Cdp, sotto la lente Alitalia e Edison
La Cassa valuta l'opportunità di investire nelle due società
di Sergio Luciano
Quali criteri la Cassa depositi e prestiti dovrà seguire per scegliere quali investimenti industriali effettuare?
Li stabilirà di volta in volta il ministro dell'Economia con decreti di carattere non regolamentario emanati ad hoc. È questa la linea scelta dal governo, e accettata dall'aula del senato, che conferisce appunto al numero uno del dicastero di via XX settembre, Giulio Tremonti la massima discrezionalità valutativa, pur nella cornice della regola costitutiva di investire in aziende sane e non decotte.
A sottolineare l'importanza che Tremonti e il governo attribuiscono a quest'impostazione va detto che tre senatori dello stesso partito di maggiornaza relativa, il Pdl, cioè Anna Cinzia Bonfrisco, Pasquale Viespoli (transfuga di Futuro e Libertà poi rientrato all'ovile) ed Enrico Musso avevano presentato a Palazzo Madama tre emendamenti che sottoponevano la scelta dei criteri da seguire al filtro preventivo della commissione di vigilanza sulla Cdp (la Bonfrisco) e delle commissioni parlamentari competenti (Sviluppo e Finanze) gli altri due.
Ma tutti e tre i senatori sono stati personalmente contattati da via Venti Settembre e convinti a trasformare gli emendamenti in altrettanti ordini del giorno da indirizzare al governo come raccomandazione. E così hanno fatto.
Ma quali investimenti sarà inevitabile valutare nelle prossime settimane – oltre al dossier Parmalat – dalle così potenziate stanze della Cassa e dagli uffici del ministro di riferimento?
Nulla di deciso, ovviamente, ma i nomi che vengono indicati dalla comunità finanziaria sono due: Alitalia ed Edison. Partiamo da quest'ultima.
Si sa che soltanto l'intervento di Tremonti ha potuto convincere/costringere i soci italiani – riuniti in Delmi attorno ad A2A – e il socio italiano Edf a rinviare di sei mesi l'accordo ormai quasi pronto per smembrare e spartire gli asset della Edison. Ora è chiaro che procedere a un ulteriore rinvio non sarà possibile. Ma è anche chiaro che per convincere i francesi a non mettersi di traverso a qualunque altra soluzione sarà indispensabile comprargli le quote. E chi, se non la Cassa? Se non è strategico un settore come l'energia... E d'altronde, il generalizzato stop al nucleare imposto all'Europa dalla tragedia di Fukushima, ha tolto molto interesse all'accordo di collaborazione in essere tra Enel ed Edf proprio sul fronte atomico. Insomma, l'Italia può fare a meno dei francesi.

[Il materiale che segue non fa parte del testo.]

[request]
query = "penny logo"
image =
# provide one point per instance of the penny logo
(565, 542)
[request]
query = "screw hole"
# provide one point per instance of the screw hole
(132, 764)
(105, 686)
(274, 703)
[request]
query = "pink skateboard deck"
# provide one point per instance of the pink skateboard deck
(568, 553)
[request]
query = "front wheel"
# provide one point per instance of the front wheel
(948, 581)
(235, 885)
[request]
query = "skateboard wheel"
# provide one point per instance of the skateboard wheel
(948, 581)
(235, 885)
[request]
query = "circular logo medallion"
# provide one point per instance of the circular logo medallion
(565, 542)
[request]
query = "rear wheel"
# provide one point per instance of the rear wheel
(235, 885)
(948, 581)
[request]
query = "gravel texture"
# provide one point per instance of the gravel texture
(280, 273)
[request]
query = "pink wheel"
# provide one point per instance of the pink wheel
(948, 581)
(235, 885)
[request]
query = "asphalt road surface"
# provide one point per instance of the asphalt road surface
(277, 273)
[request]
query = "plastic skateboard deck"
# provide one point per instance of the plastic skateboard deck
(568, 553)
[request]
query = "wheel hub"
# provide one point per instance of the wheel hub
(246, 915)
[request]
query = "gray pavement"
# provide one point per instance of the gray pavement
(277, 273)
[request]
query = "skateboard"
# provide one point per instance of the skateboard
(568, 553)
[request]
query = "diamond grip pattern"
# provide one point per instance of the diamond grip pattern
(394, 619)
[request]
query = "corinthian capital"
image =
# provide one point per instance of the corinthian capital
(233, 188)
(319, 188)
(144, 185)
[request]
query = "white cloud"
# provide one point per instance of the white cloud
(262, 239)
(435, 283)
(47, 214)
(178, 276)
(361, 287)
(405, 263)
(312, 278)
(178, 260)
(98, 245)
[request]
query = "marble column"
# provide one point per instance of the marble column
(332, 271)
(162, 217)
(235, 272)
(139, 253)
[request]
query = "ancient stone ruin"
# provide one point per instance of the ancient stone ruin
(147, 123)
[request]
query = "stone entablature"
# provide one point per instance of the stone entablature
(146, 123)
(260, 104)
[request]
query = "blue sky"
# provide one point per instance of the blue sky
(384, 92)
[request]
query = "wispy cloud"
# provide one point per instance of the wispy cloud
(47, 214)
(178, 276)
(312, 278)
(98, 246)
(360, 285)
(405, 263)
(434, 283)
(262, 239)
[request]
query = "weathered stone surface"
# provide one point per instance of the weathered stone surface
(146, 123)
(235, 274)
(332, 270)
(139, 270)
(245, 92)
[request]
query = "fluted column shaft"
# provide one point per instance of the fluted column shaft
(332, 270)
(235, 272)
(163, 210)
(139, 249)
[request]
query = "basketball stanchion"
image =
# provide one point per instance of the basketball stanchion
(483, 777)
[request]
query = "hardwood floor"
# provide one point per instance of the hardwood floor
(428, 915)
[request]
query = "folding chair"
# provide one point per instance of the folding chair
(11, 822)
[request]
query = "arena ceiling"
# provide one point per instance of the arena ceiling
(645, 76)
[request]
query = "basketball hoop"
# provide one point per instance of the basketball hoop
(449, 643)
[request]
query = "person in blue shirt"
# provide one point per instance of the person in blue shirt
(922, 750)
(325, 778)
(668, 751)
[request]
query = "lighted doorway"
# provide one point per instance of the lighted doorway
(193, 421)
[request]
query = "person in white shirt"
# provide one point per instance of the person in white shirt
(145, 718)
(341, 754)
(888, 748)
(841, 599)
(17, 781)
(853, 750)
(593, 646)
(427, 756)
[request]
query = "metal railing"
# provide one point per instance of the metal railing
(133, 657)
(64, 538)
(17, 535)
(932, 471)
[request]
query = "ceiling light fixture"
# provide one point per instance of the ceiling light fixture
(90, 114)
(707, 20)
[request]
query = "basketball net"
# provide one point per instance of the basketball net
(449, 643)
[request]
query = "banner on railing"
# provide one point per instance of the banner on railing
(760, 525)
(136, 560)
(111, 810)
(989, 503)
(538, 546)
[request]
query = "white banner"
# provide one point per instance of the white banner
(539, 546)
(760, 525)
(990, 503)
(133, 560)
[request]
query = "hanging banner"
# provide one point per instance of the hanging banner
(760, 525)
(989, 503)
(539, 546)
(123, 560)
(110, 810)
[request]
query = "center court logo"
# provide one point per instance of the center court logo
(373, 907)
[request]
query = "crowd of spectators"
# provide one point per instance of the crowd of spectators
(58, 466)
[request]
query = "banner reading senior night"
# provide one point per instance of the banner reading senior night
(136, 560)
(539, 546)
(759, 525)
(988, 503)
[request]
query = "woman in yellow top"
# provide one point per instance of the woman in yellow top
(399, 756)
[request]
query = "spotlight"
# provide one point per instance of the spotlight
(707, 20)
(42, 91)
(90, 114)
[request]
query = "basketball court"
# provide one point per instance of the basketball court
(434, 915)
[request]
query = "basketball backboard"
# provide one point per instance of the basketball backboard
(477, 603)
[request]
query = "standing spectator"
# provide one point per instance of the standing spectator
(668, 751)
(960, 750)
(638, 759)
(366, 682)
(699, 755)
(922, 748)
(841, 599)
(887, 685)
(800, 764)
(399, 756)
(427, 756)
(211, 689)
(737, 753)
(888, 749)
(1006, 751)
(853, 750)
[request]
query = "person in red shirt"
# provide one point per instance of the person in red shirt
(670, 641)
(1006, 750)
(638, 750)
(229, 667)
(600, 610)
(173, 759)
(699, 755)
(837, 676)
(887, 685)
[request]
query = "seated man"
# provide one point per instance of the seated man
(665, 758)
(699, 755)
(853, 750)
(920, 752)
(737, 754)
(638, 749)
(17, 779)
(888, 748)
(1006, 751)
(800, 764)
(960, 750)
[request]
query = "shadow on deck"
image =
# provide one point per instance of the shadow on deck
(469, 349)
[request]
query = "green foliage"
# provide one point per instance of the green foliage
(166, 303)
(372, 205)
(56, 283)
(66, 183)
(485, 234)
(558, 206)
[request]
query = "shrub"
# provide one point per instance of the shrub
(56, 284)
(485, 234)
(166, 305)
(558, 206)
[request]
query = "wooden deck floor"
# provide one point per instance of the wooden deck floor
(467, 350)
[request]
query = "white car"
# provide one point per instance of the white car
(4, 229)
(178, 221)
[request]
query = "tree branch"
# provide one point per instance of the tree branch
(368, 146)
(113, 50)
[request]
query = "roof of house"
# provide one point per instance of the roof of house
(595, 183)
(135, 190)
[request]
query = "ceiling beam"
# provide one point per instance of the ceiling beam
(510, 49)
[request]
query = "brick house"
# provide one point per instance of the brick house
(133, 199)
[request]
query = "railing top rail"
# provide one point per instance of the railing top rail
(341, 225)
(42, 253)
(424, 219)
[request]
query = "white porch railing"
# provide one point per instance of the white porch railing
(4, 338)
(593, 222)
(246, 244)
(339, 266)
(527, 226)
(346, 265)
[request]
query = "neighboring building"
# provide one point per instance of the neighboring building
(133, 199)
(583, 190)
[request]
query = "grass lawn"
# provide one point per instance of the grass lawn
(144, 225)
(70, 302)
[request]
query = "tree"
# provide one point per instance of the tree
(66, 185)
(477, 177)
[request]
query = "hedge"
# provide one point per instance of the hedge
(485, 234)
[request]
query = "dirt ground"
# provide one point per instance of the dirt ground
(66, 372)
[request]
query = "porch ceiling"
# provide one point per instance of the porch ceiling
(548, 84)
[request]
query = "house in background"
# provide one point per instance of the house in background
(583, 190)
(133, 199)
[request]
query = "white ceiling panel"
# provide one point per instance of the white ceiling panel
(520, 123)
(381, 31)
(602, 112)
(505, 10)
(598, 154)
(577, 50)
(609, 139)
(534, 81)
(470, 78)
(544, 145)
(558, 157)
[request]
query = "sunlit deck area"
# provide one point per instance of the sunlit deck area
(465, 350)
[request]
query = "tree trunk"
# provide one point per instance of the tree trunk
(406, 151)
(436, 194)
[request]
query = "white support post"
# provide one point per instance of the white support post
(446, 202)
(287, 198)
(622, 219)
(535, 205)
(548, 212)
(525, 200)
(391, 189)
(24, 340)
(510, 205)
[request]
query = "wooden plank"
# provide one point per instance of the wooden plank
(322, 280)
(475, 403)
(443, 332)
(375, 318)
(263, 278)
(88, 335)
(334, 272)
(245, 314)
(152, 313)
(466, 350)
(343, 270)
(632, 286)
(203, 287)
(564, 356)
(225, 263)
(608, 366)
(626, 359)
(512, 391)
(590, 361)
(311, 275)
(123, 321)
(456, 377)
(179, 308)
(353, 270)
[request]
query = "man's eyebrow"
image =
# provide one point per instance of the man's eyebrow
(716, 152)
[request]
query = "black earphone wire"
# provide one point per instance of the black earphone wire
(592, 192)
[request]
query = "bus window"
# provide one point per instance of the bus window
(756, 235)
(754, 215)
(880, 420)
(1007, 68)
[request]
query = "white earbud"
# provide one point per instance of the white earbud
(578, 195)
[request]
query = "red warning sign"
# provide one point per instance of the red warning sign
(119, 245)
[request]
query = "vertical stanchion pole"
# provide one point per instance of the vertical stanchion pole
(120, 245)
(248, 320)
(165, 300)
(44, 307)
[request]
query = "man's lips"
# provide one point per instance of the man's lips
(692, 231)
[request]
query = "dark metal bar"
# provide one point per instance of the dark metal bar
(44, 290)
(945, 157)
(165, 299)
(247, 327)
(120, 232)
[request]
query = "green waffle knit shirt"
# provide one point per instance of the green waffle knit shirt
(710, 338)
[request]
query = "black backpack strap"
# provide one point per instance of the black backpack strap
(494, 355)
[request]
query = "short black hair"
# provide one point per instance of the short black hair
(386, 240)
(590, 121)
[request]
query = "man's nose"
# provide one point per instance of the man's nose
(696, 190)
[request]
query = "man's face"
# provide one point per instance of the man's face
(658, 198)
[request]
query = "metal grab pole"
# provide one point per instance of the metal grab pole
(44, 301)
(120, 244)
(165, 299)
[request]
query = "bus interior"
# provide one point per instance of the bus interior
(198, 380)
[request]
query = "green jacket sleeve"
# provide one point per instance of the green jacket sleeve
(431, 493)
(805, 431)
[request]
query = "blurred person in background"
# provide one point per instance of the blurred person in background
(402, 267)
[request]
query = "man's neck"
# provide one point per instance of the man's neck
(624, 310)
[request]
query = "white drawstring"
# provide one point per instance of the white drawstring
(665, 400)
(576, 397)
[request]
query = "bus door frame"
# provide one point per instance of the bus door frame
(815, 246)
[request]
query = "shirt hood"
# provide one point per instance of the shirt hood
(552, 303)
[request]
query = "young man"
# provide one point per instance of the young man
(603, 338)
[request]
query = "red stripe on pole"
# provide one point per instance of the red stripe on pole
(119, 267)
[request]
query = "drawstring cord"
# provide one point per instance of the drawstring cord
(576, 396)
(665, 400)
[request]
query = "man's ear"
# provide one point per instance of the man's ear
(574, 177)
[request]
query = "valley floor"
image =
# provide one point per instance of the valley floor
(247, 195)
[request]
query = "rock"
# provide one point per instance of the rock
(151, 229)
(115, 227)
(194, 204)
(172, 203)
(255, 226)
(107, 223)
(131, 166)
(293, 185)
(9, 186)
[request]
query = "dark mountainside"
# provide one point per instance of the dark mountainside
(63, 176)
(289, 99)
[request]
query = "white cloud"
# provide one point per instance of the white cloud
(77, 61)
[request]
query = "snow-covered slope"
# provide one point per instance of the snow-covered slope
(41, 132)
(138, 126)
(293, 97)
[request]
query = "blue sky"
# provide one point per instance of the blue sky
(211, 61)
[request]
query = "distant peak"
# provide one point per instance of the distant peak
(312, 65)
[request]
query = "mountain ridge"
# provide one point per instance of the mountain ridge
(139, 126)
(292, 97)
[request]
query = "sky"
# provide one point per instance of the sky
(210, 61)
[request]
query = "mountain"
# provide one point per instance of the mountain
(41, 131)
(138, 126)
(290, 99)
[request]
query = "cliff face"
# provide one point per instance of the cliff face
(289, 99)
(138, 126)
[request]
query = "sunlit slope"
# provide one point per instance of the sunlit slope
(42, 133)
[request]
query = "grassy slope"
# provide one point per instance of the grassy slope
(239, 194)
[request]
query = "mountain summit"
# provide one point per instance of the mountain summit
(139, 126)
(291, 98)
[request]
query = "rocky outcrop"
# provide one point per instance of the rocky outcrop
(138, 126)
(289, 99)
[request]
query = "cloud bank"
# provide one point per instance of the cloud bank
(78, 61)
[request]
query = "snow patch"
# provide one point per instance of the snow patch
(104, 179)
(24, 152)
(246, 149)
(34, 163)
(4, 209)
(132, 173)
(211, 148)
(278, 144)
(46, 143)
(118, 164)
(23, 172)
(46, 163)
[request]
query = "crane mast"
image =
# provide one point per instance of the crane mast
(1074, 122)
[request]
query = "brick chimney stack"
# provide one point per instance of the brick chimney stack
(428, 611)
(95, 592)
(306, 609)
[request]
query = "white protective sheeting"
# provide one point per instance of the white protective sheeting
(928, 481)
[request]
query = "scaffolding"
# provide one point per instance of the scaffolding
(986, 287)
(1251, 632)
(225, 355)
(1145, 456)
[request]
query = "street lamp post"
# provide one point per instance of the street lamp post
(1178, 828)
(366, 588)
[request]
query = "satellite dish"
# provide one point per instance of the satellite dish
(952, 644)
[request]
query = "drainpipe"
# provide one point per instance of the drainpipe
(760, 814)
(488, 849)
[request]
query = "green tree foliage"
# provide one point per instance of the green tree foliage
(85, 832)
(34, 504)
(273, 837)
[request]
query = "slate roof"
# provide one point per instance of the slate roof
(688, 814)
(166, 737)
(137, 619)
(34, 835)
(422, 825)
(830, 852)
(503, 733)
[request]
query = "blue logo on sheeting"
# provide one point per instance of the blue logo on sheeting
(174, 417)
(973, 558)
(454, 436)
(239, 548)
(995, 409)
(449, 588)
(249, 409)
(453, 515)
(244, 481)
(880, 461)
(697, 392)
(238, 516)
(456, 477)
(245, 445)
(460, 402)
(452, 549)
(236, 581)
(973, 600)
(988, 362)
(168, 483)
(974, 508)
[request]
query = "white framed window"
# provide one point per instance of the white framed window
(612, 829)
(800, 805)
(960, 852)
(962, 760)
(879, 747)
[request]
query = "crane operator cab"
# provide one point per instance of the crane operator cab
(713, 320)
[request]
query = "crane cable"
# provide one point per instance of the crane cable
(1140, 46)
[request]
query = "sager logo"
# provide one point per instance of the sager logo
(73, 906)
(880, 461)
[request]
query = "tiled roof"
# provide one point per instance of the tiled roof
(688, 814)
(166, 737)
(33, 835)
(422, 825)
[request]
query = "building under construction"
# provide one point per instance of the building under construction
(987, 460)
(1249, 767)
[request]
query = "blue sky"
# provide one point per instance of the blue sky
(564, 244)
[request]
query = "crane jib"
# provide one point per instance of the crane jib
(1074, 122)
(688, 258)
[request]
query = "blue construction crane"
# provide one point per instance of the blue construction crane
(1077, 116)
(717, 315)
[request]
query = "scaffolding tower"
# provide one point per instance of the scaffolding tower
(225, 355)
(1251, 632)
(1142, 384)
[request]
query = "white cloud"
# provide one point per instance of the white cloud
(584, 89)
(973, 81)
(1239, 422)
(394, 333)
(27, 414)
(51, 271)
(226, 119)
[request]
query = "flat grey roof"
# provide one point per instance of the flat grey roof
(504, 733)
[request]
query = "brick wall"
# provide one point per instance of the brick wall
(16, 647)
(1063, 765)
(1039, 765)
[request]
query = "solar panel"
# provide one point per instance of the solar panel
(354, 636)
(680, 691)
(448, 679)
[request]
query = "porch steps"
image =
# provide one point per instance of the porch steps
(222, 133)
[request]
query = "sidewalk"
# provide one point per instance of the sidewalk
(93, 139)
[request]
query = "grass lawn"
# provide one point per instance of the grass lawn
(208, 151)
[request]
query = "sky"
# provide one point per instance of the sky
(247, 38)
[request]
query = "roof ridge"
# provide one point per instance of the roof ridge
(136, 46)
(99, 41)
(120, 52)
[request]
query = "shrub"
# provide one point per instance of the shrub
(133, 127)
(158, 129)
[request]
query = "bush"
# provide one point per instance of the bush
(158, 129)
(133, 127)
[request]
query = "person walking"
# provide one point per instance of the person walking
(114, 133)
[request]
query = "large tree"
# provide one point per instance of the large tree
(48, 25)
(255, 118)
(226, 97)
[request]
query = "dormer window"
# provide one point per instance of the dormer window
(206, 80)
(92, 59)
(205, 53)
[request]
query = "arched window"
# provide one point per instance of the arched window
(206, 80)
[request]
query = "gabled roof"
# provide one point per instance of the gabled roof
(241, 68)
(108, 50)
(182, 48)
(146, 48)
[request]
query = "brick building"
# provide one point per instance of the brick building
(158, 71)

Discorso non molto diverso per Alitalia. L'amministratore delegato Rocco Sabelli, ormai in esplicito disaccordo col promotore della cordata dei «patrioti», Roberto Colaninno, ha detto che con l'esercizio 2011 la compagnia potrà considerarsi risanata, che lui riterrà di aver così concluso il suo compito e che tornerà ai suoi privati affari imprenditoriali. Molti azionisti non aspettano di meglio che poter accorciare i sei anni di accordo a non vendere che avevano accettato tre anni fa. Per esempio Fonsai, che ha un 5% di Alitalia, non sa che farsene e deve fare cassa. Ma praticamente anche molti altri, entrati in gioco solo per «carità di patria». Chi potrà rilevarne le posizioni, se non il socio industriale francese, l'Air France? Per l'appunto la Cassa depositi e prestiti, lasciando la gestione al management e lasciando al socio straniero, se consenziente, nient'altro che una proroga dell'attuale ruolo di partner industriale.